Le Gabon dévoile sa stratégie énergétique ambitieuse au Cap
La feuille de route énergétique du Gabon pour la période 2026-2035 a été officiellement présentée au Cap, en marge du prestigieux Forum africain de l’énergie, un rendez-vous incontournable pour les acteurs du secteur sur le continent. La délégation gabonaise, menée par le ministre de l’Accès universel à l’eau et à l’énergie, Philippe Tonangoye, a exposé les grandes lignes de ses orientations stratégiques devant un auditoire composé de représentants de plus de quarante-cinq nations, d’institutions financières internationales, de fonds d’investissement spécialisés et d’opérateurs majeurs du domaine. L’objectif clair affiché par Libreville est de redéfinir la place du pays sur l’échiquier énergétique africain et d’attirer une part significative des capitaux en circulation sur le continent.
Une décennie d’efforts pour transformer le paysage énergétique
Ce plan décennal vise à structurer de manière pérenne le mix énergétique national. Actuellement, la production d’électricité au Gabon repose principalement sur l’hydroélectricité et les centrales thermiques. Le pays s’engage désormais dans une démarche de diversification de ses sources d’approvisionnement, tout en s’attachant à étendre l’accès des citoyens aux services essentiels. La question de l’accès universel à l’électricité reste une préoccupation majeure, en particulier dans les régions rurales où le taux de raccordement accuse un retard notable par rapport aux zones urbaines.
Pour les autorités gabonaises, le défi ne se limite pas à l’augmentation de la production. Il s’agit également de moderniser un réseau de transport et de distribution vieillissant, dont la vétusté impacte directement la qualité du service et engendre des pertes techniques considérables. Le plan s’articule ainsi autour de trois piliers fondamentaux : l’accroissement des capacités de production installées, le renforcement des infrastructures de transport et le déploiement de solutions décentralisées pour les localités isolées. Cette approche globale est conçue pour concrétiser l’objectif d’accès universel, désormais érigé en priorité gouvernementale.
Le Forum du Cap, un tremplin pour les investissements
Le choix du Forum africain de l’énergie comme plateforme de présentation n’est pas le fruit du hasard.
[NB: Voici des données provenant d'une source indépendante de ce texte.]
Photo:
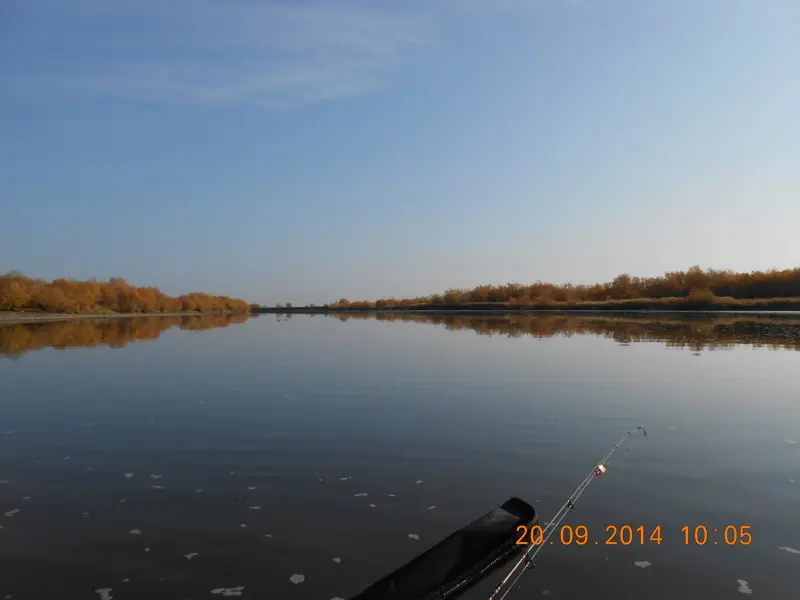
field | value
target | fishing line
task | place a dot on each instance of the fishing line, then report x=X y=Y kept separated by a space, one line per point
x=547 y=532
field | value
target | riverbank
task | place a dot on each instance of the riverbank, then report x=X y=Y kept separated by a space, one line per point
x=12 y=317
x=646 y=306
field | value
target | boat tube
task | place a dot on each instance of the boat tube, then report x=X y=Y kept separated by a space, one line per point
x=459 y=561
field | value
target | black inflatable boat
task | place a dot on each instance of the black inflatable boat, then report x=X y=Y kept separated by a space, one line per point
x=460 y=560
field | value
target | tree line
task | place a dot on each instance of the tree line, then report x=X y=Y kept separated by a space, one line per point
x=694 y=334
x=694 y=284
x=18 y=292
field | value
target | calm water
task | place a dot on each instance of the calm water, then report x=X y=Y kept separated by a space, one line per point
x=196 y=462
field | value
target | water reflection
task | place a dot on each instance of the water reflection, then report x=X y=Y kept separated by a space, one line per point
x=17 y=339
x=692 y=331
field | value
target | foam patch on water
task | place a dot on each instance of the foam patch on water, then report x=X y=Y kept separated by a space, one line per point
x=235 y=591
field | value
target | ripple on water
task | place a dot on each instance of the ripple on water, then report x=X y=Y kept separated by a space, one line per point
x=234 y=591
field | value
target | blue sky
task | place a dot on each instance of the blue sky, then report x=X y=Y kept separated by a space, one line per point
x=298 y=150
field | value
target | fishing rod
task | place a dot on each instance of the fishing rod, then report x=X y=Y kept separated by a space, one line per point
x=527 y=558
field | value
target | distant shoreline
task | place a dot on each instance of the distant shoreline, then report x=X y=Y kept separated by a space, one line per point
x=12 y=317
x=748 y=310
Cet événement annuel réunit une concentration importante de décideurs publics, de bailleurs de fonds multilatéraux et d’investisseurs actifs sur le continent. Pour un pays comme le Gabon, confronté à des contraintes budgétaires et à une dette publique sous surveillance, la mobilisation de financements concessionnels et de capitaux privés constitue une condition sine qua non pour la réussite de ce plan décennal.
Philippe Tonangoye a saisi l’opportunité de cette tribune pour mettre en lumière les futures opportunités d’investissement, tant dans le secteur des énergies renouvelables que dans celui du thermique de transition. Le Gabon possède un potentiel hydroélectrique encore largement inexploité, estimé par diverses études à plusieurs gigawatts, ainsi que des atouts solaires significatifs dans certaines parties de son territoire. À cela s’ajoutent les perspectives offertes par le gaz naturel, dont la valorisation locale pour la production électrique est un axe stratégique défendu par les autorités.
La présence d’institutions financières internationales et de fonds d’infrastructures lors de cette rencontre offre à Libreville un canal direct pour initier des discussions bilatérales. Au-delà des annonces, la conversion du plan en projets bancables représente le véritable test. Les partenaires financiers attendent généralement des cadres réglementaires stables, des processus d’appels d’offres transparents et une visibilité tarifaire avant de s’engager sur des projets à long terme.
Souveraineté énergétique et choix industriels stratégiques
Le plan 2026-2035 s’inscrit dans une dynamique plus large de réaffirmation de la souveraineté économique impulsée par les autorités de transition. La question énergétique en est un pilier central, car la disponibilité d’une électricité fiable et abordable est un prérequis essentiel au développement des chaînes de valeur industrielles locales, notamment dans les secteurs du bois, des mines et de la transformation des hydrocarbures. L’ambition de monter en gamme dans ces filières exige une offre énergétique compétitive et constante.
Il reste à concilier cet impératif de développement avec les engagements climatiques du pays, qui se positionne comme un modèle en matière de préservation forestière. L’équilibre entre le déploiement rapide de capacités thermiques et l’accélération des énergies renouvelables orientera probablement les décisions d’investissement des dix prochaines années. Le Forum du Cap a ainsi permis d’ouvrir publiquement ce débat crucial et d’évaluer l’intérêt des investisseurs pour le marché énergétique gabonais.